Ritchie said, “What is this writer’s name?”
He couldn’t make it out even after several repetitions, so he decided to learn it later, and write it down, see if the name turned out to be of any importance.
“Has he published?” Ritchie asked.
“In English, no. In Rumanian, plenty. It’s only a matter of time before I sell him here.”
“You’re his agent, too?” Ritchie asked.
“I have that honor.”
Ritchie wanted to ask Leiber how good his agent contacts were, and whether he was taking on any new clients. But he couldn’t find a way of slipping it into the conversation. He decided he’d come back to Ratstein’s on his own some other time, go into the matter again, without Solomon and Esther, and, with a little luck, without Grelich. For a beginning writer it was always worthwhile checking out an agent, no matter what else he did.
“Anyhow,” Grelich said, “we’re here to discuss this situation I’ve got, with this goy lodged in my head.”

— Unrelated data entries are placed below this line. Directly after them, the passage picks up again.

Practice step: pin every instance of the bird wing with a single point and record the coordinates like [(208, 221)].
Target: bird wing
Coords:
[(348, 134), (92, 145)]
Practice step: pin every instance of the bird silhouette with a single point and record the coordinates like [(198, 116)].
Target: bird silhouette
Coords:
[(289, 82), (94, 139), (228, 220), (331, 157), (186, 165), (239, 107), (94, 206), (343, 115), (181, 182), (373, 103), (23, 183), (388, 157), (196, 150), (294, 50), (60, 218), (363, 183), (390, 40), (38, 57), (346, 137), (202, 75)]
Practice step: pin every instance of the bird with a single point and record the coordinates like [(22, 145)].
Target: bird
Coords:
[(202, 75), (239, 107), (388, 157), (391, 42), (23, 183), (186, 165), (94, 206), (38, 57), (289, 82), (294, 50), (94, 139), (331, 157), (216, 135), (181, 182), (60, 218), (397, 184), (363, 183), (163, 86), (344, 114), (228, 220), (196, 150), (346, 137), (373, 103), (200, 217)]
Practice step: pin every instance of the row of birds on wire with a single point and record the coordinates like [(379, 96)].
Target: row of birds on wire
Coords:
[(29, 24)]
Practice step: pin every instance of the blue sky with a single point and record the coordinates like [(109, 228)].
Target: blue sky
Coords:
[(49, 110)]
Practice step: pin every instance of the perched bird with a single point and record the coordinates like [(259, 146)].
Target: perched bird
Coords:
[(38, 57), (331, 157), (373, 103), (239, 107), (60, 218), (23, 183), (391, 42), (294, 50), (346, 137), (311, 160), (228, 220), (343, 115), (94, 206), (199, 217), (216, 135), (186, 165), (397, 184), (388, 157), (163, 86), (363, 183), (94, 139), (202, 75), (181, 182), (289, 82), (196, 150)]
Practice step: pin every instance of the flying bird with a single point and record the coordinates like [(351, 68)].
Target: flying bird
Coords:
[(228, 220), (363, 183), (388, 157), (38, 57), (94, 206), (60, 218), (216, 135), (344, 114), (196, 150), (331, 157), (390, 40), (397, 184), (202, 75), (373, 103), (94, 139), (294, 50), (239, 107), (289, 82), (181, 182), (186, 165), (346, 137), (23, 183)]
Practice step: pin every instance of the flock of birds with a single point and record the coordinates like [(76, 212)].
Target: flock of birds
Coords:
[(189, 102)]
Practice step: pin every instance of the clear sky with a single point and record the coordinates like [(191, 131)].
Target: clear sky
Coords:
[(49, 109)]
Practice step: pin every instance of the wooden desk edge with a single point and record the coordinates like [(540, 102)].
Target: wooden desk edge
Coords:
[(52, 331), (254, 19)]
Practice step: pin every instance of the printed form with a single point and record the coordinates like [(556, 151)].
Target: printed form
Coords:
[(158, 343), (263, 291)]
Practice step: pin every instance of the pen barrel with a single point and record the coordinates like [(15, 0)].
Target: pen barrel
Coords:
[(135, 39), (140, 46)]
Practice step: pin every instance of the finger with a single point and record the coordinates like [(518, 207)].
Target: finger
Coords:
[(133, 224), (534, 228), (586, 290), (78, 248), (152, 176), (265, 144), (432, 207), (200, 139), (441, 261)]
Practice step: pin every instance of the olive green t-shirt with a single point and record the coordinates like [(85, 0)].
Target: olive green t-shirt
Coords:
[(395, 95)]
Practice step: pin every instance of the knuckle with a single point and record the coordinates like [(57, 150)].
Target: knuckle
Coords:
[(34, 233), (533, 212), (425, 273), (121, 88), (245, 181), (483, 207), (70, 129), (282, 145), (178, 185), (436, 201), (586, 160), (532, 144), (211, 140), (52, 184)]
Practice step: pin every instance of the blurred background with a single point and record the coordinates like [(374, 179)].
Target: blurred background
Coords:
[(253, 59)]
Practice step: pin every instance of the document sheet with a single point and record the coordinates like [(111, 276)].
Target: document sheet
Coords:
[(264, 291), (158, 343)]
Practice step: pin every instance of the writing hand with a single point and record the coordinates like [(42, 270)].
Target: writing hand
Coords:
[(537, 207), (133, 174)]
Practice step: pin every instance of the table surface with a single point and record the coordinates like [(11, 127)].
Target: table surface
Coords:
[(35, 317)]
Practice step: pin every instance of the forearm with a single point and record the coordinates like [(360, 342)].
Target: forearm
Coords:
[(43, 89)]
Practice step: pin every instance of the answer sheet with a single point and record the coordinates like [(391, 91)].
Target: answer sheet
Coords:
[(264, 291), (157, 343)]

No one had any ideas about it. They considered Ritchie’s suggestion that they all return to his apartment. But Solomon was tired and had an appointment in the early evening; Grelich had had enough argument for the day, and Esther was looking forward to her late afternoon television.
They all agreed to meet tomorrow evening, first at the East Broadway cafeteria, then, after Ritchie said he’d pick up the tab, at Ratstein’s.
Exhaustion ended the night for both Ritchie and Grelich. Ritchie had a long, dreamless sleep in his own bed.
In the morning, after Ritchie made coffee, they agreed that it was time to go downtown to the MMT sales office and find out what had gone wrong.
Grelich was feeling a little funny about this. His desire to kill himself had abated remarkably. In fact, his suicidal urge had vanished. Replacing it was an unexpected zest for life, the strongest he had ever known.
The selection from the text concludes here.